# Yellow River Today 3/22/12



## Trucker (Sep 25, 2008)

My son and I put in at Bagdad around 0930, Oyster pile landing I believe is what it is called. Our first time. We went to left, north, just a little bit and went left. We drifted and threw crank baits of all colors and got a speck on blue and white and got two reds, one slot at 20", on green chartreuse. The wind was really doing it's thing. We left at 1:30 before the rain came in. This was my first time to catch a Red and my first time catching anything on a lure. Never to old to experience something new. Pictures to follow.:thumbsup:


----------



## Trucker (Sep 25, 2008)

Well, so much for pics, notified administrator.

gonna try this again.


----------



## FLbeachbum (Jul 17, 2008)

Nice report. Always nice to have a couple first time events.


----------



## tips n tails (Mar 2, 2011)

Nice reds, never to old to learn something new. Btw from the pics it looks more like BW than it does yellow river


----------



## Trucker (Sep 25, 2008)

tips n tails said:


> Nice reds, never to old to learn something new. Btw from the pics it looks more like BW than it does yellow river


That was my first time there. We launched at Bagdad public launch ramp and went left to the first split, about 500 yds I guess. There was a bridge that cars was going back and forth on that we went under, I don't know the name of the road they were on. It was a good place to fish and I will be back.

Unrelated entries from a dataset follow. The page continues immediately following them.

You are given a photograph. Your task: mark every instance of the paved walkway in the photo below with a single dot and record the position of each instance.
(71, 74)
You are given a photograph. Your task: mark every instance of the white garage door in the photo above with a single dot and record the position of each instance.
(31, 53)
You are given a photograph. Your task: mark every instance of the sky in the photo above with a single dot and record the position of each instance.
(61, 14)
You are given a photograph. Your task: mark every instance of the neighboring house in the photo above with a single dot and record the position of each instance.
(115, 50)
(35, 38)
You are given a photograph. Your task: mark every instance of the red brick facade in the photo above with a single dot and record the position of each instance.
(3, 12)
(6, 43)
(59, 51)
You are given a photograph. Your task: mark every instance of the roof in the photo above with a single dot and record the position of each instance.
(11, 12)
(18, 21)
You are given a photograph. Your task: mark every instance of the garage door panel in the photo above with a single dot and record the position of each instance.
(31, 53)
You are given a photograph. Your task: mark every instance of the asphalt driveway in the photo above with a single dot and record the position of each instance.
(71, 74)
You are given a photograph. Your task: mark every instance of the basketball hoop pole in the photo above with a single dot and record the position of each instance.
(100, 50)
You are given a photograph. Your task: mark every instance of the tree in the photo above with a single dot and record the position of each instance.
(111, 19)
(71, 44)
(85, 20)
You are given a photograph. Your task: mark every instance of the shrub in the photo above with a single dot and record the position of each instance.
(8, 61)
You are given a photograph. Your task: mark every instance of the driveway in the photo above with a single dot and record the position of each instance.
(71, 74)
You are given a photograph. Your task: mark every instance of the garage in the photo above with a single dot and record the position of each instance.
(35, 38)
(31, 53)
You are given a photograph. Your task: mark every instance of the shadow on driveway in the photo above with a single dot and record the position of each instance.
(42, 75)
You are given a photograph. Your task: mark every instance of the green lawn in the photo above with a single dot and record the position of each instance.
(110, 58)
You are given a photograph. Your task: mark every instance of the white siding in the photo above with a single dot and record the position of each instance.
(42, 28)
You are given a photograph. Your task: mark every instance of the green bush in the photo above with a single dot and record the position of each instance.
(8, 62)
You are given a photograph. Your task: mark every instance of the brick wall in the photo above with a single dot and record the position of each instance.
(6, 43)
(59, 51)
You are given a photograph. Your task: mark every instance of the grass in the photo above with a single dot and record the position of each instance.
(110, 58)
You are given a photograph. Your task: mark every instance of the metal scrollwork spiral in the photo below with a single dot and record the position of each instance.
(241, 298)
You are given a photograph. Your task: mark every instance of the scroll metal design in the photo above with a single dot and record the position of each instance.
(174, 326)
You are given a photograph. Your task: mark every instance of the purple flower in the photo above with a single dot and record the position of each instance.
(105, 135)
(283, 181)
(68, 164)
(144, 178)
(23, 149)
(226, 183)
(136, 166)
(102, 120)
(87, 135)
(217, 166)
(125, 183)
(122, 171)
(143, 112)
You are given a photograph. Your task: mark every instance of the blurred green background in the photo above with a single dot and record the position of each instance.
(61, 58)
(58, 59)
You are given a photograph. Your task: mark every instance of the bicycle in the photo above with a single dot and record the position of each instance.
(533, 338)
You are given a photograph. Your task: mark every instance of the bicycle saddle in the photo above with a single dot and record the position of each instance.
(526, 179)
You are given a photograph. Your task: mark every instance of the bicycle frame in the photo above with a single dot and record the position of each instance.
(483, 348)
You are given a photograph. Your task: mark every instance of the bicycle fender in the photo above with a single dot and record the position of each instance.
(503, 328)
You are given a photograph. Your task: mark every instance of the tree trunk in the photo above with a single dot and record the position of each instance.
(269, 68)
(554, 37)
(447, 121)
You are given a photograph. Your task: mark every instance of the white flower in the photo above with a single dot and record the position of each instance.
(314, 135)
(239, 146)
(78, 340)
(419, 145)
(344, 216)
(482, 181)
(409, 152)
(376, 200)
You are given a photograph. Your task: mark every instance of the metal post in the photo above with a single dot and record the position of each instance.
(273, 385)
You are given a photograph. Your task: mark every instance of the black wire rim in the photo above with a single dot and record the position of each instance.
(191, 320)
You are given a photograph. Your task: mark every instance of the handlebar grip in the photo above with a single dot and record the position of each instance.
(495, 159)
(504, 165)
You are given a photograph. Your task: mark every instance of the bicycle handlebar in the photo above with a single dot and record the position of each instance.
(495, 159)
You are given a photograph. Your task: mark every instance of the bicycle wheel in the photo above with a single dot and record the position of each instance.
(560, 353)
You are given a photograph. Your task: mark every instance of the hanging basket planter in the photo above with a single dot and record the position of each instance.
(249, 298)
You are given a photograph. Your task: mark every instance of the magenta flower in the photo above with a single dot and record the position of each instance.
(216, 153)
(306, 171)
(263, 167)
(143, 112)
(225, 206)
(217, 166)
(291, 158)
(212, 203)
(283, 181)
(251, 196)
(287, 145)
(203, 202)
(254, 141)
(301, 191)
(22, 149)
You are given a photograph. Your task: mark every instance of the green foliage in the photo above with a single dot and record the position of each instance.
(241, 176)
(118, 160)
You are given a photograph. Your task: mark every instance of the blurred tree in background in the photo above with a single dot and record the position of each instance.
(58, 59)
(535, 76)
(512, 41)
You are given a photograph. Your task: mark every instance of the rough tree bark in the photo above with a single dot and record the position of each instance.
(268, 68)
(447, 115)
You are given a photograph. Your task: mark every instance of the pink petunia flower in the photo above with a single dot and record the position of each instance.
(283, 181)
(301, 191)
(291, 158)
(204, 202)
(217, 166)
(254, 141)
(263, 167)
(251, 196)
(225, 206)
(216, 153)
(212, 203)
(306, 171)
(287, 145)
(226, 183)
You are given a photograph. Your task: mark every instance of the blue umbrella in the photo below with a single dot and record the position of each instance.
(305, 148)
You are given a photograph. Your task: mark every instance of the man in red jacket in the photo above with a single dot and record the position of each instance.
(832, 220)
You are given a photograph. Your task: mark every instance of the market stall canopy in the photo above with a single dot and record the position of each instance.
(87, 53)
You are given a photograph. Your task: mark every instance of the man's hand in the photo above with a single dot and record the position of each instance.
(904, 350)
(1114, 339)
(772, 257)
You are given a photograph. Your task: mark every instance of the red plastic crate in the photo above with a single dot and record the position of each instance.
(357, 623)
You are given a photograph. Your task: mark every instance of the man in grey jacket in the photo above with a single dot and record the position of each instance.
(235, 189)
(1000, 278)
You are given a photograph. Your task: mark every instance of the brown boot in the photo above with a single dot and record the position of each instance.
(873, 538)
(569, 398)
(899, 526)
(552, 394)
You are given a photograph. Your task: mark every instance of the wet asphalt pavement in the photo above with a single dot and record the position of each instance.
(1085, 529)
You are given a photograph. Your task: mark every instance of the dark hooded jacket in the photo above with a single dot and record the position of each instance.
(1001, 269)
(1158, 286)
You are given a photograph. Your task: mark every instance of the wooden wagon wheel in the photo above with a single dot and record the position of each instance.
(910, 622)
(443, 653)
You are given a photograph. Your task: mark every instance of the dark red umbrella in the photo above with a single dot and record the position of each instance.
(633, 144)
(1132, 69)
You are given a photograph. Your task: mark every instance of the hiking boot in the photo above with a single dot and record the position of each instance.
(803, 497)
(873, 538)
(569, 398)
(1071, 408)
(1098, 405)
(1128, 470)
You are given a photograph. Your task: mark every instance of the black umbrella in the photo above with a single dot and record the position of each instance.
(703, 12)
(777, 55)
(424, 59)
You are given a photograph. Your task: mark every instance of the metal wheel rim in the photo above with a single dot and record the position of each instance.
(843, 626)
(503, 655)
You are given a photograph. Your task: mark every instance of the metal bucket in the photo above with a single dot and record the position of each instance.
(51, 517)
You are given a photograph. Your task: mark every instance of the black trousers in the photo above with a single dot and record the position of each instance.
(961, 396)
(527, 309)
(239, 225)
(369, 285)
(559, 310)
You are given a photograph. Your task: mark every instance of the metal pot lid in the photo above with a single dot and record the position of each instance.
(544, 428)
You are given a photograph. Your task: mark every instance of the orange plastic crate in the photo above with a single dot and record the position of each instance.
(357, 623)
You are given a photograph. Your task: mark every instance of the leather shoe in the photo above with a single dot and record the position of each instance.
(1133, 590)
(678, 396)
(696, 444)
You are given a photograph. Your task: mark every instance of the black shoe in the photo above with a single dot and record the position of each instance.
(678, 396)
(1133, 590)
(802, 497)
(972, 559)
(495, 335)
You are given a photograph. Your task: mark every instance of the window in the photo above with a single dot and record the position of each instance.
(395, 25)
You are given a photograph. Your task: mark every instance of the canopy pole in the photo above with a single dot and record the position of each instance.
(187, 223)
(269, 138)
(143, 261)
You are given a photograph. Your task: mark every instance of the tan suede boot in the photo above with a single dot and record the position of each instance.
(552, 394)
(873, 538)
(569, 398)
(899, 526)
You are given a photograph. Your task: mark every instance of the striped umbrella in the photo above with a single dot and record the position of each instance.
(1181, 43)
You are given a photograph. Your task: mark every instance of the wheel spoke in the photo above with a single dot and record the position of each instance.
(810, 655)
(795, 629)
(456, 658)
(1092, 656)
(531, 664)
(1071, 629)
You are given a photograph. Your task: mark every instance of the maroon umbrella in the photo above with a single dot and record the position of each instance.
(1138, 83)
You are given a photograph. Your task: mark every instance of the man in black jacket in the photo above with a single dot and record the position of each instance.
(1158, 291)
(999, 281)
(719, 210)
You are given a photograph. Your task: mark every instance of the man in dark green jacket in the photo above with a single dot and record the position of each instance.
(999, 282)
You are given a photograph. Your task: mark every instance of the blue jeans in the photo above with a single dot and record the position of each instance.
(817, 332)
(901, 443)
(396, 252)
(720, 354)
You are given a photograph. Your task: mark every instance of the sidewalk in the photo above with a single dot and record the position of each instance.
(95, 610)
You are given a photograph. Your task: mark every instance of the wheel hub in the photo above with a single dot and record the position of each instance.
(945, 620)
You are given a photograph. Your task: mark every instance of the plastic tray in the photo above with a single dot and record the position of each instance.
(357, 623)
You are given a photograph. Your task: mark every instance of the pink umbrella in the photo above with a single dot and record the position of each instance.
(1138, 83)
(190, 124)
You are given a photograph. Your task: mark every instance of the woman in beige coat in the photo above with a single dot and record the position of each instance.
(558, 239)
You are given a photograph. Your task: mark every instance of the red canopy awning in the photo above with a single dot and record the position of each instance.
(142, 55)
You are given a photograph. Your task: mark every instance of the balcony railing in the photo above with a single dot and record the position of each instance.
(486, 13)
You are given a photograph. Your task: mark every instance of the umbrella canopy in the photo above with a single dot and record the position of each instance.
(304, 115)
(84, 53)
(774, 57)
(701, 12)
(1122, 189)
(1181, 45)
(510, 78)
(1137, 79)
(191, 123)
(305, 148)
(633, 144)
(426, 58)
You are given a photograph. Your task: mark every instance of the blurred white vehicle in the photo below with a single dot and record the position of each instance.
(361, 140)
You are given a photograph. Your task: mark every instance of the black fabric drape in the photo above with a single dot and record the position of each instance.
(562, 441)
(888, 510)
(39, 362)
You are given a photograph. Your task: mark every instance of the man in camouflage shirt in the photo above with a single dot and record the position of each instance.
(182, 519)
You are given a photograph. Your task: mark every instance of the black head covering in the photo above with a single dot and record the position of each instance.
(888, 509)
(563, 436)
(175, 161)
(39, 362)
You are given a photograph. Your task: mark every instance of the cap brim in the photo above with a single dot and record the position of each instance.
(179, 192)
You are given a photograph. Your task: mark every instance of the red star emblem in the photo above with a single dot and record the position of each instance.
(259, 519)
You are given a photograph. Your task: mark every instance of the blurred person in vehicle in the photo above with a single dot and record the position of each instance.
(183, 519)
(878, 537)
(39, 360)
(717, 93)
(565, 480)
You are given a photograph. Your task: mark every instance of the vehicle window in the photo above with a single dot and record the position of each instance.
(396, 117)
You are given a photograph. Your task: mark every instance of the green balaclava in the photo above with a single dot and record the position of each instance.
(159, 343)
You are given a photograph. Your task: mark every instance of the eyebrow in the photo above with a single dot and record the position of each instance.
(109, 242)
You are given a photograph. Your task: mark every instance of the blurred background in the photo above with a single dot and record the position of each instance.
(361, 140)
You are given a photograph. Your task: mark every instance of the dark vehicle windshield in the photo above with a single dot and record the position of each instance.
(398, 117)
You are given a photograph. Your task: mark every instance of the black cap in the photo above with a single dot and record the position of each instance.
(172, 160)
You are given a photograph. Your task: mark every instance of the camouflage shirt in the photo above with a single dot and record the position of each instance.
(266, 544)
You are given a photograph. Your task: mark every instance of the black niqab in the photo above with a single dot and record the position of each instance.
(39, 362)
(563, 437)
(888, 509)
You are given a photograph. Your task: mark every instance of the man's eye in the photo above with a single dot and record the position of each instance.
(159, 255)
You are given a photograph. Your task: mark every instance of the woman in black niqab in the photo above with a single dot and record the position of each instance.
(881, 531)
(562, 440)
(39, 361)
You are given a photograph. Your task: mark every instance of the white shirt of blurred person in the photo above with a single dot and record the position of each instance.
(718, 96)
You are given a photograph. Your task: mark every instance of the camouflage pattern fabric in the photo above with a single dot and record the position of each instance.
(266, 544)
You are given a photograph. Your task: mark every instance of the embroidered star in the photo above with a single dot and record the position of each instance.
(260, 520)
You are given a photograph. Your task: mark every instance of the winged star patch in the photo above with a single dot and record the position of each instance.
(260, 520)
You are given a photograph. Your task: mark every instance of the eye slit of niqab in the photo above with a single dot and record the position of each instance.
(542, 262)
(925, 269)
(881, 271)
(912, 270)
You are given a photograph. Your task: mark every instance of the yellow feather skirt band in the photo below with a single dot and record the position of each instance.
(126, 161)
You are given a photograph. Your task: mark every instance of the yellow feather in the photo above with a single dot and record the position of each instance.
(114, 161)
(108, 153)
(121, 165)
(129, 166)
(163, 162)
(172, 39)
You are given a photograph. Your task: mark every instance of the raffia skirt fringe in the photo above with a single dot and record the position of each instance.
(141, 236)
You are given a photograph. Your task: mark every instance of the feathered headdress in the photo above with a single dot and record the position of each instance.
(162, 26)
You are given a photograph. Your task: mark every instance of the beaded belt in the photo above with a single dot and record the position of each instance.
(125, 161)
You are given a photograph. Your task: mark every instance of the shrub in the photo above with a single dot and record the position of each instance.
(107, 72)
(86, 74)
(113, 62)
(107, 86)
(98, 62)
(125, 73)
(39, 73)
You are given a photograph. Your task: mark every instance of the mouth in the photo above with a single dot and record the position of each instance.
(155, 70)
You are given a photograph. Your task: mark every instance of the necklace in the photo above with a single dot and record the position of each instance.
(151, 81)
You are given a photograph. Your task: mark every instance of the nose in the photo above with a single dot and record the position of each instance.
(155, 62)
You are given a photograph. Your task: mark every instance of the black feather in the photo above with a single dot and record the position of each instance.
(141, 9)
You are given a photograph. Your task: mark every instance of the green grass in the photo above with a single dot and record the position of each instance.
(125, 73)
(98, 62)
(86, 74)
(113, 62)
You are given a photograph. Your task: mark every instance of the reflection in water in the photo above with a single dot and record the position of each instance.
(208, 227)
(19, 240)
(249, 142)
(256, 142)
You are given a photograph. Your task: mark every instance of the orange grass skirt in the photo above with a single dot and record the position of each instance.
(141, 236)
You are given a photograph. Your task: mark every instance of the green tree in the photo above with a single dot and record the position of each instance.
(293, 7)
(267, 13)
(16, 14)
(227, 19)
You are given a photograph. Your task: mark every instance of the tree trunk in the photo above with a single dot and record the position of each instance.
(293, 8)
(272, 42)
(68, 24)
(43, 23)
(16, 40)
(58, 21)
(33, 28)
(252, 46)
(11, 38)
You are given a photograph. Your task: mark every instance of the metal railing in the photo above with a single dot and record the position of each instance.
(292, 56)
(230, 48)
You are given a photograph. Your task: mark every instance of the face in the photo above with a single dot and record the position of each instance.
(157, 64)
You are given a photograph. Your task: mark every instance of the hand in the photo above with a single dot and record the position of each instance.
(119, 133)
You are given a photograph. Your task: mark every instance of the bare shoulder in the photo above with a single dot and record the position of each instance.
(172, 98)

Now I want to find a spot somewhere I can take the grand youngons and they can catch sunfish,brim or anything. That's my biggest thrill.


----------



## Amarillo Palmira (Jan 2, 2010)

that is a good spot to fish. Congratulations and thanks for the report.


----------



## tips n tails (Mar 2, 2011)

Trucker said:


> That was my first time there. We launched at Bagdad public launch ramp and went left to the first split, about 500 yds I guess. There was a bridge that cars was going back and forth on that we went under, I don't know the name of the road they were on. It was a good place to fish and I will be back.
> 
> Now I want to find a spot somewhere I can take the grand youngons and they can catch sunfish,brim or anything. That's my biggest thrill.


Canal st. A good place for bream would be on the yellow river launching right off Hwy 87 bridge on your left theres a launch if you have a smaller boat you can launch if not down by ward basin theres a launch. Crickets and worms under a bobber should produce some bream.


----------



## jaster (Oct 7, 2007)

You were in the mouth of pond creek. Nice catches!


----------



## jaster (Oct 7, 2007)

Continue under that bridge, start fishing the banks around the second bend, you will find what you are looking for


----------



## Trucker (Sep 25, 2008)

jaster said:


> Continue under that bridge, start fishing the banks around the second bend, you will find what you are looking for


Thanks Jaster, I really appreciate that info. Last night I googled Yellow river and came up with where boat ramps are and at the same time realized that we wasn't in the Yellow. It's all a learning experience and a fun one to boot.


----------